Image: CC by upturnedface via Flickr

I really hate candy corn. Growing up in a family with a seemingly insatiable sweet tooth, hating any candy, let alone such a classic symbol of pure unadulterated sugar love, was a capital crime. Come Halloween we’d dress up and lumber over to my Grandmother’s house to meet the rest of the cousins for some hardcore trick or treating in Nana’s upscale neighborhood. I remember scrambling in the front door and making a beeline for the living room, anxious to see what delicious candy she’d chosen to set out.
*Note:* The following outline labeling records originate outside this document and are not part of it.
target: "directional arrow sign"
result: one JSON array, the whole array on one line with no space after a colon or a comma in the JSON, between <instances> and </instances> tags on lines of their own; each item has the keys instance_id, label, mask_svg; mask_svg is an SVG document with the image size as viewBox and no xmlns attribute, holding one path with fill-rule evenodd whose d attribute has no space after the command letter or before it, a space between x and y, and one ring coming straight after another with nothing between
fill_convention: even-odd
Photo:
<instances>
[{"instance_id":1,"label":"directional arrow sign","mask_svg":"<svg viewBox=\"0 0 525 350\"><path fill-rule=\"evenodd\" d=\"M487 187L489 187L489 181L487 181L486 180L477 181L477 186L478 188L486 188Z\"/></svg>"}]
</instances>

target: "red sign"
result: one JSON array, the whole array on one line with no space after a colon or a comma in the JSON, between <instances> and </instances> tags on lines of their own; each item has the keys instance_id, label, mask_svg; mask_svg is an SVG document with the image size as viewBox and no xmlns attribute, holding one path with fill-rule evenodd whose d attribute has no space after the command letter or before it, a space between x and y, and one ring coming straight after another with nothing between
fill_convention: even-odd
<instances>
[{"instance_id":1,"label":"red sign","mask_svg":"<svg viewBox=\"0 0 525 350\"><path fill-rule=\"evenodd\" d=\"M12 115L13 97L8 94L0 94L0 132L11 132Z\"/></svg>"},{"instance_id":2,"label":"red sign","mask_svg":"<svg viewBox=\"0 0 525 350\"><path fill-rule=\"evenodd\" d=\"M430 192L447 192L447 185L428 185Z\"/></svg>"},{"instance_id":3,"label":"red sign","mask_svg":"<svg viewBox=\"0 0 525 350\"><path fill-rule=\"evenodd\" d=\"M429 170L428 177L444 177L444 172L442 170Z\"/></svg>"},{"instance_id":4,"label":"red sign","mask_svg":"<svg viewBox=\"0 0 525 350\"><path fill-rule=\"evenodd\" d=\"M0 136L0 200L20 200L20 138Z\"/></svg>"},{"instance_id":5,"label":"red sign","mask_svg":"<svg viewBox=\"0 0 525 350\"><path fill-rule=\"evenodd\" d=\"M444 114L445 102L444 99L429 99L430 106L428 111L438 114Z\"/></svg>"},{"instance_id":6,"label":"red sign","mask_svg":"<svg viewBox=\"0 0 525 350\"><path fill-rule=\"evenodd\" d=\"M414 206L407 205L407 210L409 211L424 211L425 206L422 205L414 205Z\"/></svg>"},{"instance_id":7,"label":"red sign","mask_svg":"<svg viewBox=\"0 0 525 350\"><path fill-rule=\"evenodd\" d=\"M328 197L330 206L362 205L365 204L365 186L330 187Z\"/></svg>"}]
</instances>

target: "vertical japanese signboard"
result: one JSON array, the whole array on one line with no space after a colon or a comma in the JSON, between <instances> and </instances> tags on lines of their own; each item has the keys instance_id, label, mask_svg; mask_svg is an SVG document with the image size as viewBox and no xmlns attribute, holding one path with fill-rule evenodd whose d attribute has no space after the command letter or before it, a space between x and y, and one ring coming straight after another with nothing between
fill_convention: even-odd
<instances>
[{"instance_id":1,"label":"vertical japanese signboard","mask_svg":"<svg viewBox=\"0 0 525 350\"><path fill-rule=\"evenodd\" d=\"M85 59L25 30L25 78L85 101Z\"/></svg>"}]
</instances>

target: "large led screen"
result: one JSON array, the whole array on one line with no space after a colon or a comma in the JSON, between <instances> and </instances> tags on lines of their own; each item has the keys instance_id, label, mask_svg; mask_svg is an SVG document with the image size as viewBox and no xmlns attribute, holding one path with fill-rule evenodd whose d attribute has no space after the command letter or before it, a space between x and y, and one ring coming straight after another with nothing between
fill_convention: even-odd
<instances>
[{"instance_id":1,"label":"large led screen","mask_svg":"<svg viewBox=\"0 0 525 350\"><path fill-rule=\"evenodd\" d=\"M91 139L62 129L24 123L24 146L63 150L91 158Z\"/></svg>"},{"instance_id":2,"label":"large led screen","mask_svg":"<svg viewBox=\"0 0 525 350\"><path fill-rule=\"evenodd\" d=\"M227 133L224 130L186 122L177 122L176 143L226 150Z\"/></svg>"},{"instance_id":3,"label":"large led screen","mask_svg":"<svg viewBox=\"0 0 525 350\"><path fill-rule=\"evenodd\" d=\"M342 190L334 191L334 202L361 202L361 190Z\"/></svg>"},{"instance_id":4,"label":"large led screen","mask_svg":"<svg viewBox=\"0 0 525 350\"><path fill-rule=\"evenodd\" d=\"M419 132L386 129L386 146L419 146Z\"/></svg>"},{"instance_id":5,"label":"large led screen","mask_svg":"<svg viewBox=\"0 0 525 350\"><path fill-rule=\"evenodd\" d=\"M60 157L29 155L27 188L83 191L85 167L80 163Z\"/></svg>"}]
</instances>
Every holiday, every year, our Nana would set out tiny bowlfuls of colorful candies placed strategically around the house, in key snacking locations. Christmas featured rows of Andes mints and mini candy canes. Easter was Cadbury Eggs and pastel peanut M&Ms. At Thanksgiving she’d mix it up with some roasted nuts, and if we were lucky, caramels. But Halloween was always dangerously unpredictable for a kid with extreme candy prejudices. Would this be a Reese’s and M&Ms year? (Oh Please!) Or would those glittering crystal bowls be filled with my dreaded flavor nemesis, the Candy Corn? Talk about Halloween Horrors!

Originally created in the 1880s by Wunderlee Candy Company, candy corn was designed to imitate, well, corn of course. (What was up with boring candy back then? Who thought making a corn shaped candy was a great idea?) Its primary ingredients are sugar, corn syrup, color and binders. The original recipe was considered a “mellow cream” — a type of candy with a marshmallow flavor. In fact, they achieved this flavor by throwing marshmallows into the slurry as they cooked it. This slurry was then poured into molds using a three pass method, to create the tricolor that is candy corn’s signature.